Em nossa antiga casa meus pais apoiados no parapeito existente na área de entrada, olhavam o movimento naquele final de tarde.
Ao lado deles, eu ainda adolescente, também apreciava aquele término de dia.
De repente um carro de coloração alaranjada, não me lembro bem se era Renault Dauphine ou Gordini, estacionou na calçada do lado oposto. De seu interior saiu uma família que até então desconhecíamos.Eram os pais e quatro crianças. Na sequência todos entraram em uma casa distante apenas alguns metros de onde estávamos.

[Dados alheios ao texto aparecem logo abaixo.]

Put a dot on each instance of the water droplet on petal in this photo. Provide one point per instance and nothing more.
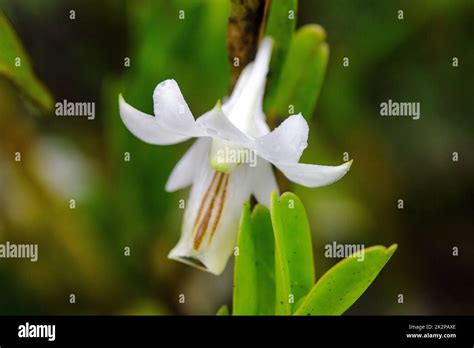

Era a família Serzedello que chegava de mudança para nossa cidade.
Com o passar dos dias os contatos com os vizinhos começaram e de imediato a reação de todos foi altamente positiva.

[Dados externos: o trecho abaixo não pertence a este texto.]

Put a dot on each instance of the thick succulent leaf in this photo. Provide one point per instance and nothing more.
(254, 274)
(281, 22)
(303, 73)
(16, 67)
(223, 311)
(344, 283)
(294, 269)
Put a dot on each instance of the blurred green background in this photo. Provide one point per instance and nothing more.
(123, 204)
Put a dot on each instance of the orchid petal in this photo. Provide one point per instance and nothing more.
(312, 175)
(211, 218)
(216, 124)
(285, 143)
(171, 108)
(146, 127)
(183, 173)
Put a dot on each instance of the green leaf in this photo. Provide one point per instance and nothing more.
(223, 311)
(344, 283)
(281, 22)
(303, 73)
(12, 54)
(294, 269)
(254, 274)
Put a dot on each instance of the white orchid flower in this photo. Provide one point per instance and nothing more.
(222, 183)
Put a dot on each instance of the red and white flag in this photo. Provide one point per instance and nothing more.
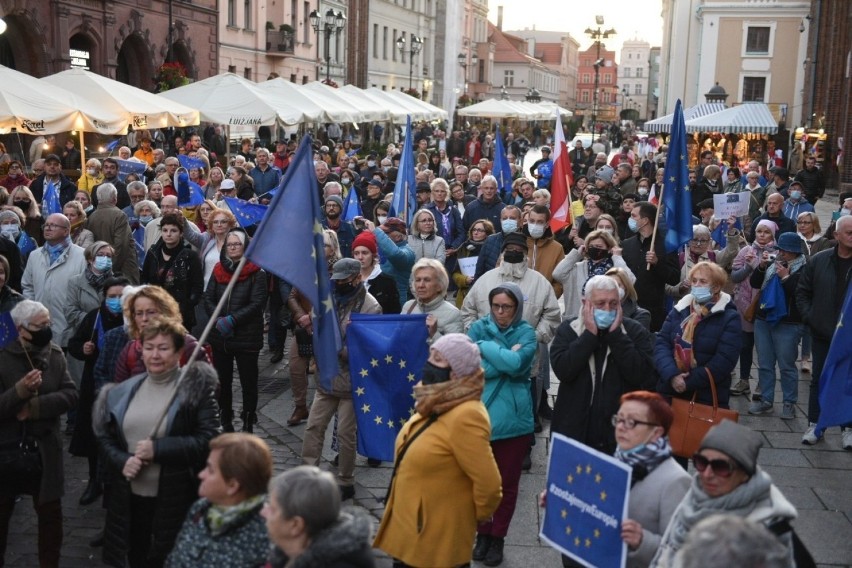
(561, 182)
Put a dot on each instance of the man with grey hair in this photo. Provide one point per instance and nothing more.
(48, 271)
(109, 224)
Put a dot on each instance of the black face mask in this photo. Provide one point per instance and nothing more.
(598, 254)
(433, 375)
(513, 256)
(41, 337)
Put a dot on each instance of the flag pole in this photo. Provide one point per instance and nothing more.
(207, 329)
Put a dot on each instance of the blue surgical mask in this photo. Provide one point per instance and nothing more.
(113, 305)
(604, 318)
(509, 225)
(702, 294)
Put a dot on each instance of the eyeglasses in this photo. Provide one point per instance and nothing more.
(720, 467)
(629, 423)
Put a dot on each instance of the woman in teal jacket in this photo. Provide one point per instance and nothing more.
(508, 347)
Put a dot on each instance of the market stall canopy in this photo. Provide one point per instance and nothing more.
(140, 108)
(747, 118)
(232, 100)
(27, 106)
(664, 123)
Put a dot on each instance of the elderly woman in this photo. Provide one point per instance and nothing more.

O pai, professor doutor Alcides Serzedello, iniciava seu trabalho na Faculdade de Filosofia Ciências e Letras de Rio Claro, atual UNESP.

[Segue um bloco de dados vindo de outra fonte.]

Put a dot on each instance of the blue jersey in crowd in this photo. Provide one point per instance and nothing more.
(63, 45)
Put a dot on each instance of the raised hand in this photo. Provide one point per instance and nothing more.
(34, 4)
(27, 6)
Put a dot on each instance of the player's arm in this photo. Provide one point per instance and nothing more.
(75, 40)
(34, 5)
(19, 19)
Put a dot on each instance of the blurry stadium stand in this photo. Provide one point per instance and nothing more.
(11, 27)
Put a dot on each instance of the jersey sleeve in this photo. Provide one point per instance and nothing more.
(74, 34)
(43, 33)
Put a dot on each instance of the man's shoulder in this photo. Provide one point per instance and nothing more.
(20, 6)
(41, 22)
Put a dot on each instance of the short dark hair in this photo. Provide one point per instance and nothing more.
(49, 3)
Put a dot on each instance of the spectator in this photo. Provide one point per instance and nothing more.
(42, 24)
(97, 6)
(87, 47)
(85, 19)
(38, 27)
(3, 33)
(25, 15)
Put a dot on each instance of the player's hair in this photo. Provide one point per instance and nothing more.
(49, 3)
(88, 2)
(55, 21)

D. Lydia, sua esposa, pessoa extremamente educada e seus quatro filhos logo ganharam a simpatia da turma da Rua 2 como costumávamos nos identificar.
Naqueles tempos, anos finais da década de 1960, ainda havia a possibilidade de crianças brincarem livremente na rua. Foi assim que Juliana e mais tarde Lélia, tornaram-se amigas de infância de minha irmã.
Era comum vê-las juntamente com outras amigas de idades próximas, como Maria Inês e Fátima, correrem pelas calçadas em suas brincadeiras no início de cada noite.
Lembro-me bem que nesta época uma das modas para as meninas era usarem várias pulseiras de plástico duro, todas bem coloridas.
Juliana e Lélia tinham estes acessórios.
Este detalhe memorizei graças a um motivo especial.
Minha irmã nem sempre tinha autorização para estar na rua brincando. Vez ou outra recebia, devido a algumas traquinagens, o castigo de ficar em seu quarto sem encontrar as amigas.
O desespero maior dela era justamente ficar presa em casa enquanto ouvia o barulho característico das pulseiras chacoalhando nos braços das meninas enquanto corriam na rua durante as brincadeiras de pega-pega. Ouvir aquele som e não poder estar junto às amigas, era mesmo o pior castigo para a menina.
O tempo passou e só ampliou o bem querer de todos em relação à família Serzedello.
Os pais, além de suas atividades diárias, também eram bem atuantes na comunidade desempenhando várias funções filantrópicas; os filhos crescendo e sempre demonstrando muita educação, responsabilidade e gentileza.
Graças às redes sociais pude retomar o contato com as meninas, agoras mulheres, mesmo morando há anos em outra cidade e portanto, distante da minha querida Rua 2.
Na verdade pelo que lembro a única pessoa que continuou a morar naquela quadra foi justamente Juliana. Todos os vizinhos antigos mudaram-se e muitas casas comerciais surgiram na região, pois o centro da cidade se expandiu.
Hoje logo pela manhã, recebi a notícia da partida de Juliana.
Foi um susto!
Há pouco tempo trocamos mensagens. Como sempre foi gentil e delicada, comentando sobre o recente falecimento de Luiz, pessoa de meu relacionamento. Eu desconhecia qualquer problema mais sério com Juliana.
Ao receber a notícia de sua partida veio de imediato a lembrança daquela tarde em que a família chegara de mudança para nossa rua!
Muita tristeza com sua partida Juliana!
Com certeza será luz onde quer que esteja, pois aqui entre nós sei que iluminou a vida de muita gente.
Siga em paz ao encontro do Pai.
Santos, 1 de outubro de 2025.
Para Juliana Serzedello (em memória).